1/21/2011

Dal soup

Ingredients 
1 tbsp Oil
1 tsp Cumin seeds
2 Medium onions, sliced
1/2 tsp Turmeric powder
1 cup Red lentils, washed
6 cups Water Salt to taste
several teaspoons of vegetable bouillon powder, to taste
1/4 tsp Cayenne pepper
1/2 tsp Ground black pepper
1 tbsp Lemon juice
12 tbsp Boiled white rice
Mint leaves, chopped for garnish (few sprigs)
Preparation 
1. Heat the oil over med-high; cook onions till they start to get transparent and add cumin. Cook for another couple of minutes.  2. Add the turmeric powder and lentils; fry 1 minute.  3. Add the water, salt, cayenne and black pepper; bring to a boil and simmer for 30 minutes or until the lentils are tender.  4.  Puree the soup.  5. Add lemon juice.
To serve, put 2 tbsp of rice in each bowl and pour the soup over the rice. Garnish with chopped fresh mint leaves.

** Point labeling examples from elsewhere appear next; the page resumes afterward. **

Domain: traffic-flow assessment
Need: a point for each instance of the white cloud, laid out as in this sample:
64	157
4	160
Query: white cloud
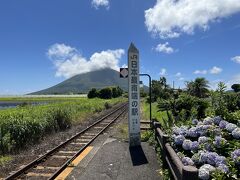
163	72
69	62
200	72
171	18
60	51
178	74
98	3
236	59
215	70
164	48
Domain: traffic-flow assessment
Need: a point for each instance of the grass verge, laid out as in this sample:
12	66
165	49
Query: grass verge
26	125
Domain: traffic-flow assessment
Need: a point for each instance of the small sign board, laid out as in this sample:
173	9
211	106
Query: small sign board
123	72
133	97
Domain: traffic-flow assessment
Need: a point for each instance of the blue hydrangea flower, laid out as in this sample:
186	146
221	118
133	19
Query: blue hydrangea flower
220	160
211	158
203	139
230	127
192	132
194	146
194	121
217	120
208	121
178	140
204	171
219	141
187	144
196	158
208	146
217	131
223	124
223	168
236	133
236	156
187	161
203	157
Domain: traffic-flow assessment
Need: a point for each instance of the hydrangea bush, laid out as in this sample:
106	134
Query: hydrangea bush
212	145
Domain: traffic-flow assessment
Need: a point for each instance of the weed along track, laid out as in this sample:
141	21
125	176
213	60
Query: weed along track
51	164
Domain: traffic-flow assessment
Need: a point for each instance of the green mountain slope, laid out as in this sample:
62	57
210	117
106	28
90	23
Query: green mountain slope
84	82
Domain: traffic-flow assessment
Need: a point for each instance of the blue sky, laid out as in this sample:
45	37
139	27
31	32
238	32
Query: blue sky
44	42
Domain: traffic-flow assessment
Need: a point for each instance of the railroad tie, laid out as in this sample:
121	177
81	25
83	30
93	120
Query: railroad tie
84	140
67	152
61	157
46	167
38	174
77	143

GK's notes:  I didn't have whole cumin seeds, so I just used ground.  It seemed to work fine.  The original recipe talked about cooking the cumin till it changed color.  I've never seen ground cumin change color, so I took that part out...if you use the whole seeds, you're supposed to put them in with the onions and cook till the cumin seeds change color.  *shrug*
I didn't use mint leaves--didn't have any, didn't miss them.  I used Jasmine rice.  It was very good. 
This ended up tasting more or less like chicken soup with rice.  In fact, as I told my husband, if I hadn't made it myself, I wouldn't have believed there was no chicken in it.  It was delicious--everybody in the household loved it, and ate massive amounts of it for dinner.  =)

1/06/2011

sweet potato and red lentil sort of moroccan soup

12 c water
2-3 T vegetable bouillon powder
1 c brown rice
1 c red lentils
1 T garlic fresh, minced
1/2 onion chopped
2 sweet potatoes, cut into about 1 inch pieces
@ a quart bag full of whole tomatoes (sorry, i had frozen ones from our garden last summer.  that's how much I put in)
@ 1 T cumin
@ 1 T ginger
salt and pepper to taste
dash of smoked tabasco, for the bowls

Basically dump everything in a big pot and boil it for about 45 minutes...lol!  I put the rice and lentils in first, with the bouillon powder, and let them get busy boiling while I peeled and chopped the potato.  After the potato had been in, I went looking for seasoning inspiration, and found a recipe here: 
http://www.seriouseats.com/recipes/2011/01/eat-for-eight-bucks-moroccan-red-lentil-soup.html
I had neglected onions and garlic, so I just dumped them in (and it worked out fine).  If you want to sweat them a bit first, you're welcome to.  At this point, it had been cooking for about 20 minutes, probably, and I added the rest of the spices (except s&p) and reduced the heat to med/low, put a lid on it and let it go for another 20 minutes.  The rice was a tad al dente, but we were hungry, so we went ahead and ate.  Under less dire circumstances, I would have given it at least another 10 minutes.  So, at the end of cooking, I added salt and pepper, and put it in bowls to serve.  I added the amounts of tabasco that we each like, and served.  Yummy!  We LOVED the sweet potato.  

Sorry this one's a bit of a wreck.  I just made it, more or less out of my head, so this is as good as the writing down gets!